A number of eyewitnesses told the WSWS that the media must have known about the raid beforehand, throwing further doubt on police claims to be forestalling a gang war. Rupert Murdoch's tabloid, the Daily Telegraph, was immediately on the spot, publishing a lurid account of the raid, including a half-page colour photograph showing a State Protection Group officer with his gun trained on one of the youth on the awning. An employee working in a bar across the road told the WSWS that a police forensic photographer had set up his camera on the building's second floor to record the raid.

While police sources claimed that “up to 16 members of an Asian gang, one of whom was carrying a collection of firearms, knives and other weapons, were seen milling outside the George Street premises just minutes before the raid,” not one of these “gang members” was apprehended. Nor were any weapons found in the operation.

Despite the raid's failure to produce any evidence of gang activity, media outlets, including the Sydney Morning Herald, have joined police in describing the operation as a “pre-emptive strike” and a “show of strength” designed to drive Asian youth gangs from the area. The coverage serves to reinforce the raid's blunt message to young people who gather in the city for entertainment, particularly Asian youth. The media, police and state government are seeking to intimidate and demonise them, depict them as violent troublemakers and force them out of the city.

The area around the south-western end of George Street, long a venue for young moviegoers and pinball players, is being revamped as a more up-market area for well-heeled tourists and wealthy inner-city residents. Police installed closed-circuit television cameras throughout the area three years ago in “Operation Safe City”. The violent raid was designed to further assure local business owners that their interests would be protected by a stepped-up police presence.

The operation is part of a wider “law and order” campaign being conducted by the police and the state Labor government. During the last state election in 1999, the Labor Party's main slogan was “Tough Times Requires Tough Action”. Its election advertisements featured police searching youth on the streets and Premier Bob Carr walking through well-guarded railway stations and streets at night, boasting of Labor's record in boosting police numbers. Carr promised a total of 2,110 extra police on the streets, including a 400-strong “flying squad” to target crime “hot spots”.

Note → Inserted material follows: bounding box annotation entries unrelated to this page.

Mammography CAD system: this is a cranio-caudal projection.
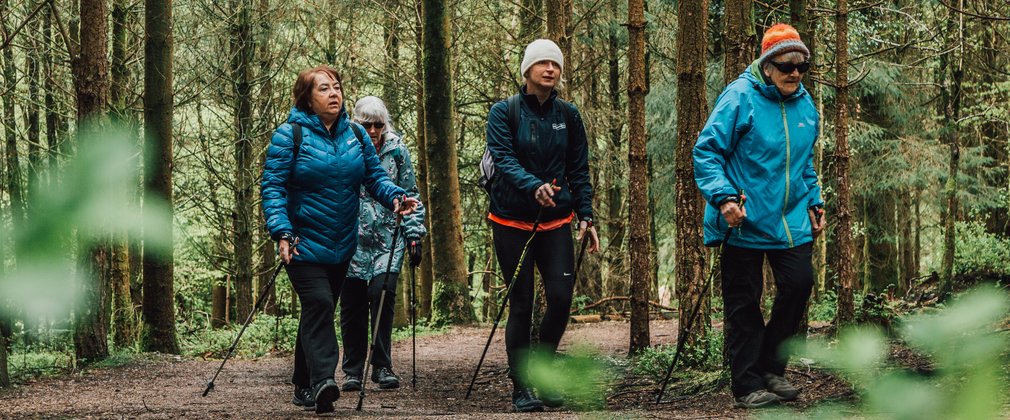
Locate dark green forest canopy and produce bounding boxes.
[0,0,1010,413]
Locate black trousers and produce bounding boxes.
[491,222,575,378]
[286,261,350,388]
[721,243,814,397]
[340,272,399,377]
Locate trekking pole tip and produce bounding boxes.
[203,382,214,397]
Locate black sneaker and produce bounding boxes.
[733,390,782,408]
[372,368,400,390]
[512,386,543,413]
[340,375,362,391]
[764,374,800,401]
[291,387,315,410]
[312,380,340,414]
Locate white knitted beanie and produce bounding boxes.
[519,39,565,77]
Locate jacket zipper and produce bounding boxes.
[779,101,793,247]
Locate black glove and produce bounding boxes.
[407,237,421,267]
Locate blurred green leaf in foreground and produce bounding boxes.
[0,124,172,319]
[765,287,1008,419]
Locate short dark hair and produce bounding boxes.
[291,65,343,113]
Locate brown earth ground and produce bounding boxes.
[0,321,850,419]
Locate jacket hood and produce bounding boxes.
[288,106,350,138]
[740,59,807,101]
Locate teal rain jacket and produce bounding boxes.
[261,108,406,264]
[694,61,824,249]
[347,132,427,282]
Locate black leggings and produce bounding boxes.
[286,261,350,388]
[491,222,575,378]
[721,243,814,397]
[340,272,399,377]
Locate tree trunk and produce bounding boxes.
[518,0,543,46]
[897,189,918,296]
[42,10,63,181]
[141,0,179,354]
[0,1,24,225]
[722,0,755,85]
[828,0,855,327]
[544,0,574,64]
[864,191,899,293]
[251,0,284,316]
[229,0,256,319]
[594,0,628,308]
[628,0,653,354]
[383,0,403,121]
[414,0,434,319]
[422,0,474,323]
[939,0,965,299]
[0,334,10,388]
[909,188,922,274]
[109,0,137,348]
[676,0,711,359]
[24,18,42,200]
[70,0,117,362]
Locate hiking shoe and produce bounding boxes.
[312,380,340,414]
[291,387,315,410]
[733,390,782,408]
[372,368,400,390]
[340,375,362,391]
[536,389,565,408]
[512,387,543,413]
[765,374,800,401]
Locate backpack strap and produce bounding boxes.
[505,94,522,141]
[554,98,572,132]
[350,122,367,147]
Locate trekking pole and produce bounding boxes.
[463,180,558,400]
[410,244,417,389]
[572,220,593,284]
[655,227,733,404]
[203,261,284,397]
[355,214,403,411]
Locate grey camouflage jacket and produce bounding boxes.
[347,132,427,282]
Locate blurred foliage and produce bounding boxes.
[953,221,1010,280]
[768,287,1010,419]
[525,345,612,411]
[0,123,171,319]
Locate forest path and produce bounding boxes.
[0,321,838,419]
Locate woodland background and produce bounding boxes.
[0,0,1010,407]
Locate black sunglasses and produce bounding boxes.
[769,61,810,75]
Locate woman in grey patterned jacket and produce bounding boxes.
[340,96,427,391]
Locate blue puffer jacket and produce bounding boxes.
[694,62,824,249]
[261,108,405,264]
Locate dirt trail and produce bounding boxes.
[0,321,848,419]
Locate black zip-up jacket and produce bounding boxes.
[487,87,593,222]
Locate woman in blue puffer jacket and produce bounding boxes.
[262,66,418,413]
[694,23,824,408]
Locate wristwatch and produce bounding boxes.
[719,195,740,207]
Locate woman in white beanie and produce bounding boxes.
[486,39,600,412]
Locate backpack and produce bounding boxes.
[288,122,365,183]
[477,94,572,194]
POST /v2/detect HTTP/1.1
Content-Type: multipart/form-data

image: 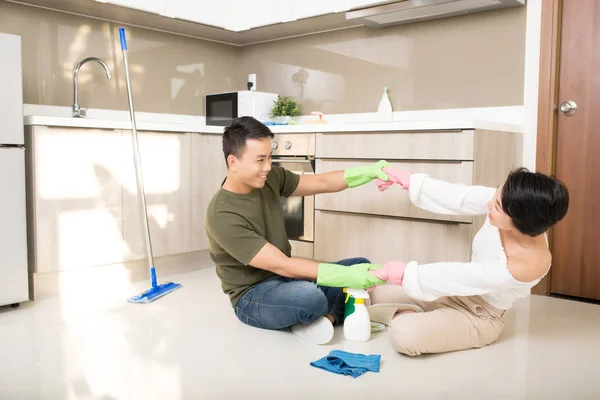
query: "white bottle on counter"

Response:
[377,86,394,121]
[344,288,371,342]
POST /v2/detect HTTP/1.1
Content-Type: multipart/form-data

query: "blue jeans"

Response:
[234,257,369,329]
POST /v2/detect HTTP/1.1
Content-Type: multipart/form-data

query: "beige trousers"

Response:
[370,285,505,356]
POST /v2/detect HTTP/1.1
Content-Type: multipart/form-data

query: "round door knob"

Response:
[560,100,577,116]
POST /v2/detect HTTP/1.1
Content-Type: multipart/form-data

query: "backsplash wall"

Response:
[0,0,239,115]
[0,0,526,115]
[240,7,526,114]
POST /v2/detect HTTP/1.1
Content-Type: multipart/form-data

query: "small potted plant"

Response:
[269,97,300,125]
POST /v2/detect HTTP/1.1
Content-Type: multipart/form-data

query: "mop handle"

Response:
[119,28,157,287]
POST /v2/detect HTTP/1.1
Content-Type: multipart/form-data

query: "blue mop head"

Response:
[127,282,181,303]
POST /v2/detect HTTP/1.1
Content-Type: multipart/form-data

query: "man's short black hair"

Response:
[502,168,569,237]
[223,117,275,167]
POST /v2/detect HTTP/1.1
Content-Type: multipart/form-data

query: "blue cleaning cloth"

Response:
[310,350,381,378]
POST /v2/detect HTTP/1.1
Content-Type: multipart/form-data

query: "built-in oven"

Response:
[272,133,315,258]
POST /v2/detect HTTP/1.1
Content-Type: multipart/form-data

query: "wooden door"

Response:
[550,0,600,300]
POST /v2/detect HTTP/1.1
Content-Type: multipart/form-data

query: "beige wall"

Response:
[240,7,526,114]
[0,1,243,115]
[0,0,526,115]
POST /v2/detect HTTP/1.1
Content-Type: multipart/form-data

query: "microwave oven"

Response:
[204,90,278,126]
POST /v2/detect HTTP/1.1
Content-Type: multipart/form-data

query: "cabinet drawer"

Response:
[316,130,475,161]
[315,211,472,264]
[315,160,473,223]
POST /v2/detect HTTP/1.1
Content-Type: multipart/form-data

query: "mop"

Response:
[119,28,181,303]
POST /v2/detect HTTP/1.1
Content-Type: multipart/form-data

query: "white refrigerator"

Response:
[0,33,29,306]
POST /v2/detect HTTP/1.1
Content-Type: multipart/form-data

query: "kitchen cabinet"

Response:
[25,126,127,272]
[190,134,227,251]
[120,130,192,260]
[314,129,522,263]
[315,211,472,264]
[316,130,474,161]
[315,159,473,223]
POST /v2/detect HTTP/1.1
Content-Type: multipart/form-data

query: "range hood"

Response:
[346,0,525,28]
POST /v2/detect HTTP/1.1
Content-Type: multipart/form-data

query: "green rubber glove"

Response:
[344,160,390,188]
[317,264,385,289]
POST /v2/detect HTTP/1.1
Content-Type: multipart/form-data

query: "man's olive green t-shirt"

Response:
[205,166,300,306]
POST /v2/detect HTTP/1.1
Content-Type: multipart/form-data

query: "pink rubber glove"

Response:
[369,261,407,285]
[375,167,412,192]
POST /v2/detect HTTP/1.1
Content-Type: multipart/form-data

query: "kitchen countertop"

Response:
[23,104,523,135]
[24,115,522,134]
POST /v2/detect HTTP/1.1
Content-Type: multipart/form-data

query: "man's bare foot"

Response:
[392,310,416,319]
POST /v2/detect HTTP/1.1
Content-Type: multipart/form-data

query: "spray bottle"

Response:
[344,288,371,342]
[377,86,394,121]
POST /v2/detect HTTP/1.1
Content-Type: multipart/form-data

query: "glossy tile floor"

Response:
[0,255,600,400]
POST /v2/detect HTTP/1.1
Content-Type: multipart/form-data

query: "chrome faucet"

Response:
[73,57,112,118]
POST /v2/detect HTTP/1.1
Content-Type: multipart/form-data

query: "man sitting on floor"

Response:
[205,117,388,344]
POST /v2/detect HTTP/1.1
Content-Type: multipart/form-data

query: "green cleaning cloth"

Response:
[317,264,385,289]
[344,160,390,188]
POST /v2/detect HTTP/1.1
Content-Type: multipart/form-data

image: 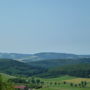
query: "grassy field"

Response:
[36,76,90,90]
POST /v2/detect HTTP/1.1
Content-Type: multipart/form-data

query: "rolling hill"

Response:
[0,52,90,62]
[0,59,44,76]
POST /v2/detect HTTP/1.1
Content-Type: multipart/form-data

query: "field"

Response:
[35,76,90,90]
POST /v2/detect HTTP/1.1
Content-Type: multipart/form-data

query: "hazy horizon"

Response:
[0,0,90,54]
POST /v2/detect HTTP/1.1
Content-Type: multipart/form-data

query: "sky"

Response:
[0,0,90,54]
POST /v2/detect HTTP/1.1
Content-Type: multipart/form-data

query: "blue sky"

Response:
[0,0,90,54]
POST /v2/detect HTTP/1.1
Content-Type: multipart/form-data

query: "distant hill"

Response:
[39,63,90,78]
[29,58,90,68]
[0,59,44,76]
[0,52,90,62]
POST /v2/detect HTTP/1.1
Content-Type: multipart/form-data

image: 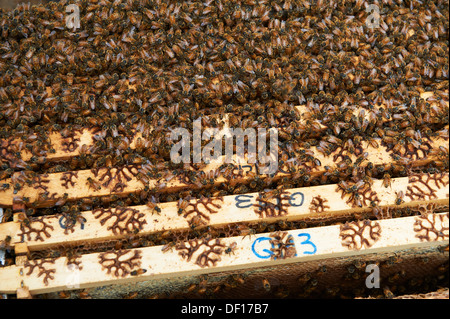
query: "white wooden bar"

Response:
[0,173,449,251]
[0,213,449,294]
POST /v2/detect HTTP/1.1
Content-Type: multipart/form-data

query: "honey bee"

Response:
[395,191,405,205]
[225,242,237,254]
[86,177,102,192]
[383,173,391,188]
[130,268,147,276]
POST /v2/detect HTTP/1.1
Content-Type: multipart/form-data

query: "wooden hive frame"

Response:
[0,93,449,297]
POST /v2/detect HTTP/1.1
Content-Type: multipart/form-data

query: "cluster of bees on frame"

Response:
[0,0,449,298]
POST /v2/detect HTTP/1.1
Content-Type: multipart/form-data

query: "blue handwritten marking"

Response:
[297,233,317,255]
[59,216,84,230]
[235,195,253,208]
[252,237,273,259]
[289,192,305,207]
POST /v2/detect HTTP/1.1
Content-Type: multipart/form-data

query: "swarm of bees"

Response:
[0,0,449,300]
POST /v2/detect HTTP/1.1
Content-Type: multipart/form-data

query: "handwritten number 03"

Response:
[297,233,317,255]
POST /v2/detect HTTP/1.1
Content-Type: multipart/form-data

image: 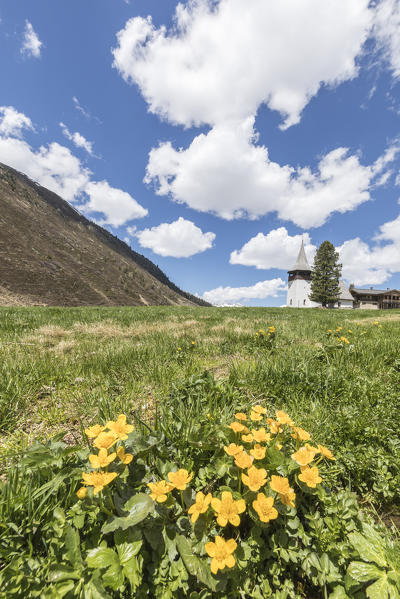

On the same weekend as the George Street raid, organisers of a three-day music festival at Appin, in Sydney's south-west, condemned police for heavy-handed tactics. Promoters said they had agreed and paid for police to attend the event to deter illegal drug-taking, but 30 police, backed by three drug detection dogs and security guards, frisked patrons as they entered and used surveillance cameras in the grounds, making 78 arrests. Promoters later cancelled future festivals.

Two days later, on February 13, 100 police conducted a blitz on “drug-related crime” in Cabramatta, one of Sydney's main Asian centres, launching what they described as an on-going operation to combat crime throughout the western suburbs. Police indiscriminately stopped and searched young people on the streets, arresting 17 on charges relating to drugs and property offences.

Regional police commander Clive Small described the operation as the “first wave” of a long-prepared “seven point action plan” to crack down on street crime. It was “sending a clear message that the police and community ... do not want these types of activities occurring in their streets”. Nearly 100 people were arrested in Cabramatta and other suburbs such as Blacktown, Liverpool and Green Valley during the first three days of the operation. Sydney's western suburbs register some of the highest youth unemployment rates in the state, even higher than the appalling national average of 23 percent.